If we want to do basic matrix-matrix multiplications using CUDA (e.g. C = A*B), we would need to copy the data stored in A and B from the host to the device memory (latency). Furthermore, we would need to utilize tiling techniques via the shared memory to limit the number of global memory accesses. But given the unavoidable latency transferring data from host to device memory, is using CUDA really better than say using OpenMP? If so, how can we a priori know it is better to use CUDA (rather than OpenMP with N cores) without actually writing the CUDA code? At what matrix dimension size (for a given number of OpenMP cores available) is it worth it to use CUDA over OpenMP?

I presume you are asking about dense matrices? If so, the simple way to test is to use CUBLAS, the NVIDIA BLAS, which is pretty optimal for matrix-matrix multiplication in both single and double precision.

On the fastest cards, CUBLAS sgemm() can hit roughly 300 GFlop/s and dgemm() about 80 GFlop/s. The PCI-e transfer overheads mean that it only makes sense for large, “closer to square than column or row” matrices, so a smart implementation would use a size/shape metric to determine when you should do the multiply on the GPU and when you shouldn’t. An even smarter approach is to use overlapping calculations using both host and GPU in parallel using an optimal split based on a metric which accounts for the relative performance of both GPU and CPU and the PCI-e latency, so that some columns of the product are calculated on the GPU and some on the host. Using that sort approach I can get 110 GFlop/s in dgemm() on the fastest card/host combination I have access to.

Edit: this is a figure a posted a while ago showing the relative performance of the GPU, CPU and a roughly optimal hybrid scheme.

Great post.

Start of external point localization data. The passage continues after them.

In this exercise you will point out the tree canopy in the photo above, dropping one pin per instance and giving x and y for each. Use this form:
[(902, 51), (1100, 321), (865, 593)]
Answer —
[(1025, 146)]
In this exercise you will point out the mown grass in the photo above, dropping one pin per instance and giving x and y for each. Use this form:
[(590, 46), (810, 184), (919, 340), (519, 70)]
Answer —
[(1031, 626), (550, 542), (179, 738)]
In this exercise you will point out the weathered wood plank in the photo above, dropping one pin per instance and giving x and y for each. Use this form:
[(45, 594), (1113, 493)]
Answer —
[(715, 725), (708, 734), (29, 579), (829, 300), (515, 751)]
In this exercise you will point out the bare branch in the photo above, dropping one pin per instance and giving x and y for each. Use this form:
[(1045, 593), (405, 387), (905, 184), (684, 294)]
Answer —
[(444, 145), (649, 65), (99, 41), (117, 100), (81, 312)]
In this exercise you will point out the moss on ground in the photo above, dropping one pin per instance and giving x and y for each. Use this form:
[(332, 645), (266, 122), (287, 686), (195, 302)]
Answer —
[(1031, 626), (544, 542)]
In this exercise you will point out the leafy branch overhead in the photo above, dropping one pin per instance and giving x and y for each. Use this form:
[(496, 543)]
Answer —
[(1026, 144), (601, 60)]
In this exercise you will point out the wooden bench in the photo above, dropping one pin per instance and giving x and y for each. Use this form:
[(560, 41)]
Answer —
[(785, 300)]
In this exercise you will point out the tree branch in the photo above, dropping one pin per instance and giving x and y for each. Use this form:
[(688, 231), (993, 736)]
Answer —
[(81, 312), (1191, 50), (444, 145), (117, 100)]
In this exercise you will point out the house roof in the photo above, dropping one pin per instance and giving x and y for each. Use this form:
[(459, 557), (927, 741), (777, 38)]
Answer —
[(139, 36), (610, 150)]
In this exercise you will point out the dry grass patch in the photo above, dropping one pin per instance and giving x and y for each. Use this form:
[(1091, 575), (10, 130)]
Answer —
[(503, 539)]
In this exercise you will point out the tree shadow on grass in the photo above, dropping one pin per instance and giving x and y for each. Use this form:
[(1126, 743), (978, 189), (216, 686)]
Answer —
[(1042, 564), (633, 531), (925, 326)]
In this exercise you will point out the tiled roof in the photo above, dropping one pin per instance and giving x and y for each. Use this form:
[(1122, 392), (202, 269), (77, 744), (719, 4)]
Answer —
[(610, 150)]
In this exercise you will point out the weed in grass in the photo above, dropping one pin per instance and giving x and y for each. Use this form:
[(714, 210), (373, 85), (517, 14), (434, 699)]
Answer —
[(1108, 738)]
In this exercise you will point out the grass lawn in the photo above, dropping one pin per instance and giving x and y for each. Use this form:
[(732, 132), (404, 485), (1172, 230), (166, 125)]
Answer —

Can you elaborate on why it would make sense for the original matrix to be closer to square? For instance, if we have C = A*B with A = (nxm) and B being (mxn) with n>>m, if m is still sufficiently large enough (e.g. n = 4096 and m = 64), can’t we still get good speedup using a GPU?

It comes down to operation count versus memory and PCI-e latency. Imagine two bounding cases:

  1. (mx1)(1xm) which requires 2m^2 FLOPs, m^2 words of memory for the output matrix, and an O(m^2) transaction on the PCI-e bus to copy the result back to host memory
  2. (mxm)(mxm) which requires 2m^3 FLOP, but also m^2 words of memory for the output matric, and an O(m^2) PCI-e transfer.

The first is effectively gemv, the second gemm. They second one (and cases which approach the second one) are much more likely at any given value of m to be worth offloading to the GPU than the first one, because the ratio of FLOPs to memory requirements and PCI-e overhead are much more favourable.

What about for sparse matrices? Is it worth it to use CUDA for sparse matrix multiplications given that the matrix is square? I suspect the answer is no, since the sparse matrix can be re-organized into unbalanced matrices that resemble vectors, which would make the operation count per memory access count small.

There are CUDA accelerated sparse matrix-vector routines which give good speed up over similar CPU implementations at sensible sizes. See here for more details.